John said:
Perhaps you might like to be somewhat more precise with your
requirements.
Sure. More on this below.
"POSIX-compliant" made me think of yuckies like [:fubar:]
in character classes
Yep. I do not need POSIX *syntax* for regular expressions but POSIX
*semantics*, at least the "leftmost-longest" part (in contrast to the
"first then longest" used in Python, Perl, .NET, etc.)
The operands of | are such that the length is not fixed and so you can't
write them in descending length order? Care to tell us some more detail
about those operands?
Basically, I'd like to use the (excellent) python module SPARK
of John Aycock to build an (extended) C lexer. To do so, I need
to specify the patterns that match my tokens as well as a priority
between them. SPARK then builds a big alternate list of patterns
that begins with the high priority patterns and ends with the low
priority patterns and runs a match.
The problem with to be very careful and to specify explicitely the
priorities to get the desired results: "<=" shall be higher than "<",
decimal stuff higher than integer, etc, when most of the time what
you really want is to match the longest pattern ...

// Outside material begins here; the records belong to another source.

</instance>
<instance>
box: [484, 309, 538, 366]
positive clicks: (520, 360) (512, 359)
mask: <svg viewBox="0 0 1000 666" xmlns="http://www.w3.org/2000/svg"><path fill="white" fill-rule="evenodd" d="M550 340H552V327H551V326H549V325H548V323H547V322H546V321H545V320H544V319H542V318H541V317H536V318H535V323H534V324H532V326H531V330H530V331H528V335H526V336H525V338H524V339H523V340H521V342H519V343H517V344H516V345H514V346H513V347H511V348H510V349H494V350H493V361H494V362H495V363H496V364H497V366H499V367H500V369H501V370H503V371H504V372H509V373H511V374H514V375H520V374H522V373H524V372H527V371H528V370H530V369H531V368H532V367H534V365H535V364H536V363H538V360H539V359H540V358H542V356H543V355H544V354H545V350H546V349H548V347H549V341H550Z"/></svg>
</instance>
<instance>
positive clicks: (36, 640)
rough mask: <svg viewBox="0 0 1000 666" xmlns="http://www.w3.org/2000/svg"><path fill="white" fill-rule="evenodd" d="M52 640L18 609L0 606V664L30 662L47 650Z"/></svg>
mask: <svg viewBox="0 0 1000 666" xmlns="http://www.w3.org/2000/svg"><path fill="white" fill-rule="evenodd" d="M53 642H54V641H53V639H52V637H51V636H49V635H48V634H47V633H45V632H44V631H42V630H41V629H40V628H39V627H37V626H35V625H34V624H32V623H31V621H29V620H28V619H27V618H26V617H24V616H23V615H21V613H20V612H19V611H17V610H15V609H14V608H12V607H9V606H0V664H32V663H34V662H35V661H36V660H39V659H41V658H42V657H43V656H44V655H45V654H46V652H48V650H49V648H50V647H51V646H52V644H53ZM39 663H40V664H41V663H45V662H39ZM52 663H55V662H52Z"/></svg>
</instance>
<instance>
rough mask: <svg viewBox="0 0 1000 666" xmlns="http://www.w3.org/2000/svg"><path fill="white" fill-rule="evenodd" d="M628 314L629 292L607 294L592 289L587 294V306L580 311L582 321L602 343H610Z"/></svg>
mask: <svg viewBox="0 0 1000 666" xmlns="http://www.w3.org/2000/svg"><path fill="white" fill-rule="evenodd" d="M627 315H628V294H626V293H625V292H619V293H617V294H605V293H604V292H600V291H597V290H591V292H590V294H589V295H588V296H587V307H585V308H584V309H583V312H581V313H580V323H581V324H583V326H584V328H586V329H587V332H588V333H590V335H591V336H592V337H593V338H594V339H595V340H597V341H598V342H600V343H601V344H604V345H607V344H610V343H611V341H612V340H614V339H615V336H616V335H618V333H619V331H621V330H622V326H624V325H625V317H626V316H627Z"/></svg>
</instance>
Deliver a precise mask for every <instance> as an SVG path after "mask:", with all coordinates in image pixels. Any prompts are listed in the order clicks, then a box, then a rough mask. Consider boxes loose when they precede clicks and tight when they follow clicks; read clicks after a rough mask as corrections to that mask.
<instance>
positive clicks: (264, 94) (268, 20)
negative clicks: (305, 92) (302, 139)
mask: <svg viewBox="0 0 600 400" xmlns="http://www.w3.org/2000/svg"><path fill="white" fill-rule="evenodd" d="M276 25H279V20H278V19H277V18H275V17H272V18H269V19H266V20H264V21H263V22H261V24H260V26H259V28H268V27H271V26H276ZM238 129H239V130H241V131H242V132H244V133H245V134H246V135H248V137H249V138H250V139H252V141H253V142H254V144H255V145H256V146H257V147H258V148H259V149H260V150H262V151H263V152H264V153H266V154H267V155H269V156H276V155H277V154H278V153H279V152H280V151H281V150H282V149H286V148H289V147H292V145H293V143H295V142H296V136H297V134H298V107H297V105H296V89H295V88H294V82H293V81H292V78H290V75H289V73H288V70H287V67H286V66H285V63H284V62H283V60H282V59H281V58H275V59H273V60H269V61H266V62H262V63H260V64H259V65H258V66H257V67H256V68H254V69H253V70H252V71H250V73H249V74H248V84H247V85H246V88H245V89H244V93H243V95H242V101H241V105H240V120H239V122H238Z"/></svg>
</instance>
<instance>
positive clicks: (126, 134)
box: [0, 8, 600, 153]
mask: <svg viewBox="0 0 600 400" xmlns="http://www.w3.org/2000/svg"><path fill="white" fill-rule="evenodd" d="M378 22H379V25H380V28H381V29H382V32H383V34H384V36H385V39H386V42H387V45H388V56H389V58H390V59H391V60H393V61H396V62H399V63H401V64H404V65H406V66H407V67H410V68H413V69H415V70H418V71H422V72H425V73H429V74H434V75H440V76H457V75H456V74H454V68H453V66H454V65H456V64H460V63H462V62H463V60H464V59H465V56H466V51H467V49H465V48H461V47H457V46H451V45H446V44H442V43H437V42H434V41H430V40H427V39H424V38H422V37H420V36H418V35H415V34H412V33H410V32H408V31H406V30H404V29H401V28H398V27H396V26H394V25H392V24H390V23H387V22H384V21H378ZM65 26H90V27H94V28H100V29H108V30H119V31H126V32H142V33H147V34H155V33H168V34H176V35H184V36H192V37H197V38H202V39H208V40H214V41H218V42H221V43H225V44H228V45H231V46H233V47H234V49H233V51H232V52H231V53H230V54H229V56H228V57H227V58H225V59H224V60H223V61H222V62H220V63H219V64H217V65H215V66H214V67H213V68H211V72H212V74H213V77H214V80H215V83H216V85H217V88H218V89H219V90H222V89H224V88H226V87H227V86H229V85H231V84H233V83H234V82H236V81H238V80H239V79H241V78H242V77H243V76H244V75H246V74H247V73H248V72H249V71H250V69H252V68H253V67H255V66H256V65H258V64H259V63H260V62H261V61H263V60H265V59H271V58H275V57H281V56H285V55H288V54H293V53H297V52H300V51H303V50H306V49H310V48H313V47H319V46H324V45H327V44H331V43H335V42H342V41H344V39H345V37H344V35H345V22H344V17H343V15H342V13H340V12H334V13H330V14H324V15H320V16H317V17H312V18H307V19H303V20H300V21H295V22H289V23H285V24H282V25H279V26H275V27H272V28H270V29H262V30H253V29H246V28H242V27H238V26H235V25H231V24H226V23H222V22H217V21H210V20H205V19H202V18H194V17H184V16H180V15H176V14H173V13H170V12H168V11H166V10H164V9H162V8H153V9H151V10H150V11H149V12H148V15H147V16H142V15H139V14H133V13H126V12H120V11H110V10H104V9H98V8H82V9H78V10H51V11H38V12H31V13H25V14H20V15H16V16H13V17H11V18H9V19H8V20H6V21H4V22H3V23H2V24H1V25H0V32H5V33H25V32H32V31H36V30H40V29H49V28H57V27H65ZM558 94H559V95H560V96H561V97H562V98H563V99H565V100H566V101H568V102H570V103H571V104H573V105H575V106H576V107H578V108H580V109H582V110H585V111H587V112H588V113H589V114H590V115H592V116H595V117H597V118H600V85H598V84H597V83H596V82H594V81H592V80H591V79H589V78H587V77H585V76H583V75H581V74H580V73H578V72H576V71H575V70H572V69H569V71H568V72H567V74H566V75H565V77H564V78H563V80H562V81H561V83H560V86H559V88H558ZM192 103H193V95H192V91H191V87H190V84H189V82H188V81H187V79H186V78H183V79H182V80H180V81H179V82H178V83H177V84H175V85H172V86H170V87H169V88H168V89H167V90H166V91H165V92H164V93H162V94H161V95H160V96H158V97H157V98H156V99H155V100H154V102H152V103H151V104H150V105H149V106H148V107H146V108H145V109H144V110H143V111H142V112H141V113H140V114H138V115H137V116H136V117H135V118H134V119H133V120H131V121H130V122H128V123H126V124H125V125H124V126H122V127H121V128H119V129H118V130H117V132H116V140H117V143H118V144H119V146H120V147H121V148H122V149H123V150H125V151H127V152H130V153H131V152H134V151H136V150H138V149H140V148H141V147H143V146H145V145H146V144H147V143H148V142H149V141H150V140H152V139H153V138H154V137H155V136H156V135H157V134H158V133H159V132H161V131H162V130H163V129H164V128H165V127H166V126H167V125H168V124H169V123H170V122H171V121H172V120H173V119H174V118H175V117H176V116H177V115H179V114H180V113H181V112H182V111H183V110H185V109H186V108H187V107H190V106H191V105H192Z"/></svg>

Worse, the priority work-around does not work well when you
compare keywords and (other) identifiers. To match "fortune"
as a identifier, you would need to define identifier with a higher
priority than keyword and it is a problem: "for" would be then
match as a identifier when it is a keyword.
I can come up with possible work-arounds for the "id vs
keyword" issue, but nothing that really makes me happy ...
Therefore, I was studying the possible replacement of the
Python native regular expression engine with a "POSIX
semantics" regular expression engine that would give the
longest match and avoid me a lot of extra work ...
I hope it's clearer now
Any advice ?
Cheers
SB